AbstractsMathematics

Analysis of Copula Opinion Pooling with Applications to Quantitative Portfolio Management

by Rickard Bredeby




Institution: KTH Royal Institute of Technology
Department:
Year: 2015
Keywords: Copula opinion pooling; copulas; t copula; views; tail dependence; maximum likelihood; VaR; ES; mean-ES trade-off; portfolio theory; portfolio management; allocation; kernel estimation; correlation.; Natural Sciences; Mathematics; Mathematical Analysis; Naturvetenskap; Matematik; Matematisk analys; Teknologie masterexamen - Tillämpad matematik och beräkningsmatematik; Master of Science - Applied and Computational Mathematics; Mathematical Statistics; Matematisk statistik
Record ID: 1369883
Full text PDF: http://urn.kb.se/resolve?urn=urn:nbn:se:kth:diva-168200


Abstract

In 2005 Attilio Meucci presented his article Beyond Black-Litterman : Views on Non-Normal Markets which introduces the copula opinion pooling approach using generic non-normal market assumptions.
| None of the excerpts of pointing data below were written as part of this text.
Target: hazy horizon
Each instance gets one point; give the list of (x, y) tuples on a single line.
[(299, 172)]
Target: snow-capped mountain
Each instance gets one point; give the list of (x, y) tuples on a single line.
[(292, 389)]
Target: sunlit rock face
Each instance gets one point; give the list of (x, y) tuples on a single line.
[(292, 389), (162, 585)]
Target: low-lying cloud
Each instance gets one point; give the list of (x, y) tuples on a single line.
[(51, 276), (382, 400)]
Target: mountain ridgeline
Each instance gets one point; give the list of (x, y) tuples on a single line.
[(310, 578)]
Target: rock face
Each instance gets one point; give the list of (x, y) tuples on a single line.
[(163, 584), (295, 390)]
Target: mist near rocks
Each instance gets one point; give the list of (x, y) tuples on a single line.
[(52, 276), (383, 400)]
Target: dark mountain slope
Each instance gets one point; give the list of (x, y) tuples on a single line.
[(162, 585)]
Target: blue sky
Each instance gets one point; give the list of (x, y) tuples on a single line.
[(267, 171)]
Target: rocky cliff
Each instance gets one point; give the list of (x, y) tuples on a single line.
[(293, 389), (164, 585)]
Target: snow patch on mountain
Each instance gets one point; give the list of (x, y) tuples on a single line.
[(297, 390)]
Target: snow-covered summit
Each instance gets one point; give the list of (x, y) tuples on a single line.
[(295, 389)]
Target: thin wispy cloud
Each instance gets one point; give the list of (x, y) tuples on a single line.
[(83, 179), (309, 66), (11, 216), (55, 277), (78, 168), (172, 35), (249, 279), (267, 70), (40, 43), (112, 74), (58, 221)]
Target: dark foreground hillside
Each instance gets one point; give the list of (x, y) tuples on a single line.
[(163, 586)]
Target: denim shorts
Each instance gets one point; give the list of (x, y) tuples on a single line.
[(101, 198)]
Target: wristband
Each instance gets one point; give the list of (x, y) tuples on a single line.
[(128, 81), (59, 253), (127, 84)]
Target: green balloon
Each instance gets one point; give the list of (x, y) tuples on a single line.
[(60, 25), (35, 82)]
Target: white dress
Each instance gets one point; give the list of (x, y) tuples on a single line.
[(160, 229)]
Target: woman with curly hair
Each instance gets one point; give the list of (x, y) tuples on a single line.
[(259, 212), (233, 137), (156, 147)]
Copulas and opinion pooling are used to express views on the market which provides a posterior market distribution that smoothly blends an arbitrarily distributed market prior distribution with arbitrarily chosen views. This thesis explains how to use this method in practice and investigates its performance in different investment situations. The method is tested on three portfolios, each showing some different feature. The conclusions that can be drawn are e.g. that the method can be used in many different investment situations in many different ways, implementation and calculations can be made within a few seconds for a large data set and the method could be useful for portfolio managers using mathematical methods. The presented examples together with the method generate reasonable results.